NIM monitoring and autoscaling: Prometheus 

1. Utilization of hardware

2. inter token latency

3. first token time generation. 

4. request per second

Monitoring of NIM

2 seconds, 15 chat user etc are input for SLA. 

NIM monitoring operator choose metrics from many metrics exposed by NIM

Autoscaling

In the sample chat application : milvus DB is needed. RAG is frontend service

ML Deployment


Canary has mode deployment time, because more iteration. 10% increase means 10 iteration. 

Blue Green has less. 

Fine tune Max Surge, Max unavailable etc. 

Traffic Mirroring is for ML load also. 

image compression, local registry etc needed because model size is big. 

Service Continuity in 5G


There is no inter cluster redundancy by K8s.
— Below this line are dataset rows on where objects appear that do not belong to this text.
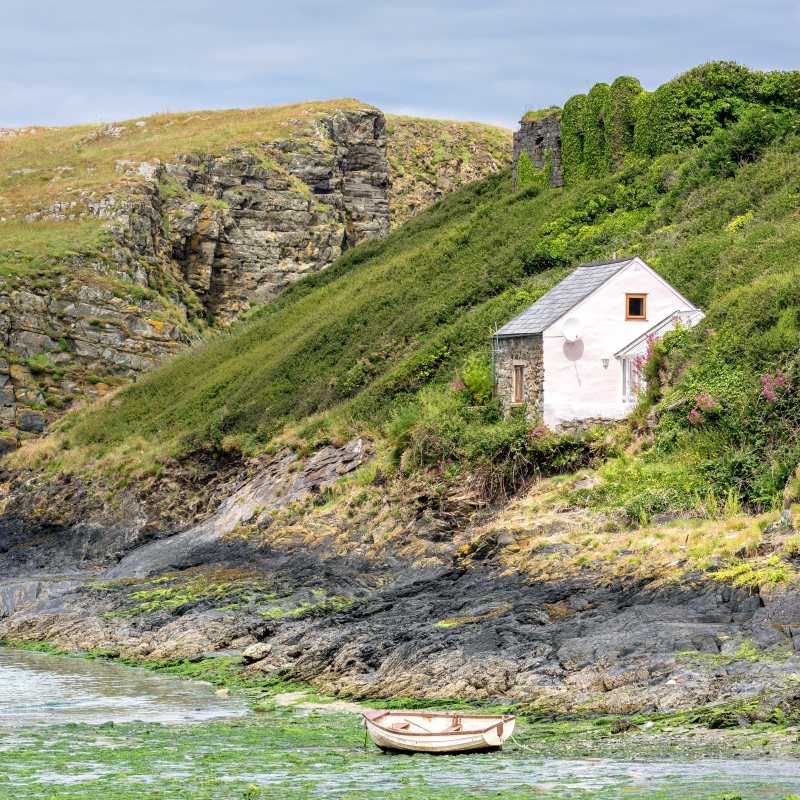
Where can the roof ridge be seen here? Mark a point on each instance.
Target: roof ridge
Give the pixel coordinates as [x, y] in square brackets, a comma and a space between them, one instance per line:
[607, 263]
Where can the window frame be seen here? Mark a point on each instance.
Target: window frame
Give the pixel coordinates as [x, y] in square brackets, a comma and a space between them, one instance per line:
[635, 296]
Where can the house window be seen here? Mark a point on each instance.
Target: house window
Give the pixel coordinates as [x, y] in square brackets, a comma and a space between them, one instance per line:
[635, 306]
[519, 383]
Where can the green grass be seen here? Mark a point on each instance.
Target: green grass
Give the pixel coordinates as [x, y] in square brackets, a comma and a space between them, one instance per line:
[44, 248]
[373, 342]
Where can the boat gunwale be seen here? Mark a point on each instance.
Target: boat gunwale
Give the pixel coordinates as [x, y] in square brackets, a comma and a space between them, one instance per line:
[372, 717]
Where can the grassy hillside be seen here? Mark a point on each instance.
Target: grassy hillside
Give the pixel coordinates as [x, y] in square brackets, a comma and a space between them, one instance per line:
[430, 157]
[377, 340]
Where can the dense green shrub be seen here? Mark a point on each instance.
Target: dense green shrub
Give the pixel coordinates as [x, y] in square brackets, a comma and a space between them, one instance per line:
[602, 128]
[595, 151]
[620, 119]
[573, 169]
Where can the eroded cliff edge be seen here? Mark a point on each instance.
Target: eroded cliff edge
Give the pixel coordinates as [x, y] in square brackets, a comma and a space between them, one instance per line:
[122, 244]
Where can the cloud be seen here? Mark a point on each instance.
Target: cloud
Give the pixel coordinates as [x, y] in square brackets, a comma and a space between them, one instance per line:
[88, 59]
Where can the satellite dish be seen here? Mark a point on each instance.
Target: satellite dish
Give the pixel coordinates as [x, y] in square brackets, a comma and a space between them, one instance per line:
[572, 329]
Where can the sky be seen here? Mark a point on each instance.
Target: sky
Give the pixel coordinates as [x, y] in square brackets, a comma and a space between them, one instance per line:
[76, 61]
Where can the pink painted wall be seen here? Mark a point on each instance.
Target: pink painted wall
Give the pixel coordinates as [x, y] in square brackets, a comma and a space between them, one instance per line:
[576, 385]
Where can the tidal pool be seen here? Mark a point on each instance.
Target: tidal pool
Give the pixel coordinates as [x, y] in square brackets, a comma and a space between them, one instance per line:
[40, 688]
[64, 734]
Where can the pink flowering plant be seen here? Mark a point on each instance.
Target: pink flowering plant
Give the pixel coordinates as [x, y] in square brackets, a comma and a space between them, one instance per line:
[705, 408]
[774, 385]
[539, 433]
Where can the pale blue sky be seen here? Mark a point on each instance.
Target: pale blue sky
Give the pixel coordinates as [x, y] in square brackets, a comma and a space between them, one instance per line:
[91, 60]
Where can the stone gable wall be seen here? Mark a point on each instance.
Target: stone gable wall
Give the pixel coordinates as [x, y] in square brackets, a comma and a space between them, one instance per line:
[513, 350]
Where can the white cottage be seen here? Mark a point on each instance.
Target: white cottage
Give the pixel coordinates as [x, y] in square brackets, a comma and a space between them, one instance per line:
[572, 356]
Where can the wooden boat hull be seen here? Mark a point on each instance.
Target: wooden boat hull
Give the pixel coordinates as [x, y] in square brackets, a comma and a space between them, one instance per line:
[410, 732]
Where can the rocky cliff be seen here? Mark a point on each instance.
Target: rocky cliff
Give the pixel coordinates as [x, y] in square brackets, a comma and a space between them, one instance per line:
[121, 244]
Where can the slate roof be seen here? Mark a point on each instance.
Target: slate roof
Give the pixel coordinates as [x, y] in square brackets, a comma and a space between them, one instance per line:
[577, 286]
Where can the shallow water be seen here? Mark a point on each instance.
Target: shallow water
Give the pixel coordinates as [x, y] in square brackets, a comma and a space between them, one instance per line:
[40, 688]
[212, 751]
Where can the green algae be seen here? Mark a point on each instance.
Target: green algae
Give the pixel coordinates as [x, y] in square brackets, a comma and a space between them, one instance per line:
[299, 753]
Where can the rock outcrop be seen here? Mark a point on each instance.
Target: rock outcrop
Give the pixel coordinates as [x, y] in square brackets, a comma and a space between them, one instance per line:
[162, 248]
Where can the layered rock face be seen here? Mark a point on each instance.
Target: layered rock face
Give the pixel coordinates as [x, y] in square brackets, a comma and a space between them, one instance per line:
[196, 240]
[361, 601]
[242, 231]
[246, 203]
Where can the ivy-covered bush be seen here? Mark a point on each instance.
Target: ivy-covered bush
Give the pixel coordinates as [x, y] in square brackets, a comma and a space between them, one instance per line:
[620, 119]
[572, 140]
[595, 156]
[603, 127]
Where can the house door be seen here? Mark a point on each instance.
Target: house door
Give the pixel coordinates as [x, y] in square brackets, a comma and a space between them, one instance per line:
[630, 381]
[519, 383]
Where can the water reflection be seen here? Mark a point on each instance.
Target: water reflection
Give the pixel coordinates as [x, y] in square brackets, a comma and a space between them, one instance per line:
[40, 688]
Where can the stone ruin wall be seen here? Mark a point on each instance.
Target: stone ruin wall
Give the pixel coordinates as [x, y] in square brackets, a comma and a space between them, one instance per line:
[538, 139]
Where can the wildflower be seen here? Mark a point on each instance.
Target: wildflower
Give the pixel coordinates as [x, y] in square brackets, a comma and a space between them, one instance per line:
[695, 417]
[771, 385]
[539, 433]
[705, 402]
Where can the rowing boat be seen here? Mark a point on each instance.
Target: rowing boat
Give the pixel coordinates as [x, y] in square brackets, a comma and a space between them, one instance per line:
[432, 732]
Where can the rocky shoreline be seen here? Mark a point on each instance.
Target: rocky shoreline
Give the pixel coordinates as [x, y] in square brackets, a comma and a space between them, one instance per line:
[363, 600]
We need to use proprietary solution OR cloud. 


In telecom a component is connected with multiple. E.g vCU with vDU, EMS, 5GC

Sync Driver

GRAF framework with AI, Management Data analytics function(MDAF), policy driven 

A1 interface is better than MDAF. As MDAF is at core network. it will add latency. 

Nephio : open source project : LF + Google

Automate LCM of cloud infra and NF. Intent based declarative approach

LinkedIN : saurabhswaraj

GitOps based approach

1. N/w driver is GR aware

2. DB drive sync 2 MySQL

YAML PV and DB table synch

Each cluster has GRAPH controller

We can have several other use cases also

GRAPH is framework. We can develop our own driver. 

GRAPH f/w = Redundancy Manager at Orchestrator + GRAPH controller at each cluster

Based on CRD, different driver will be deployed at each K8s cluster.

Still GRAPH is not open source. It is in process for open source. At present it is in R&D stage.

GRAPH can work with many orchestrator including Nephio 

All DB has Replication Manager. Why do we need DB drive? DB drive is not novelty. Our novelty is framework. 

Policy based, when failed comes up again, what will happen.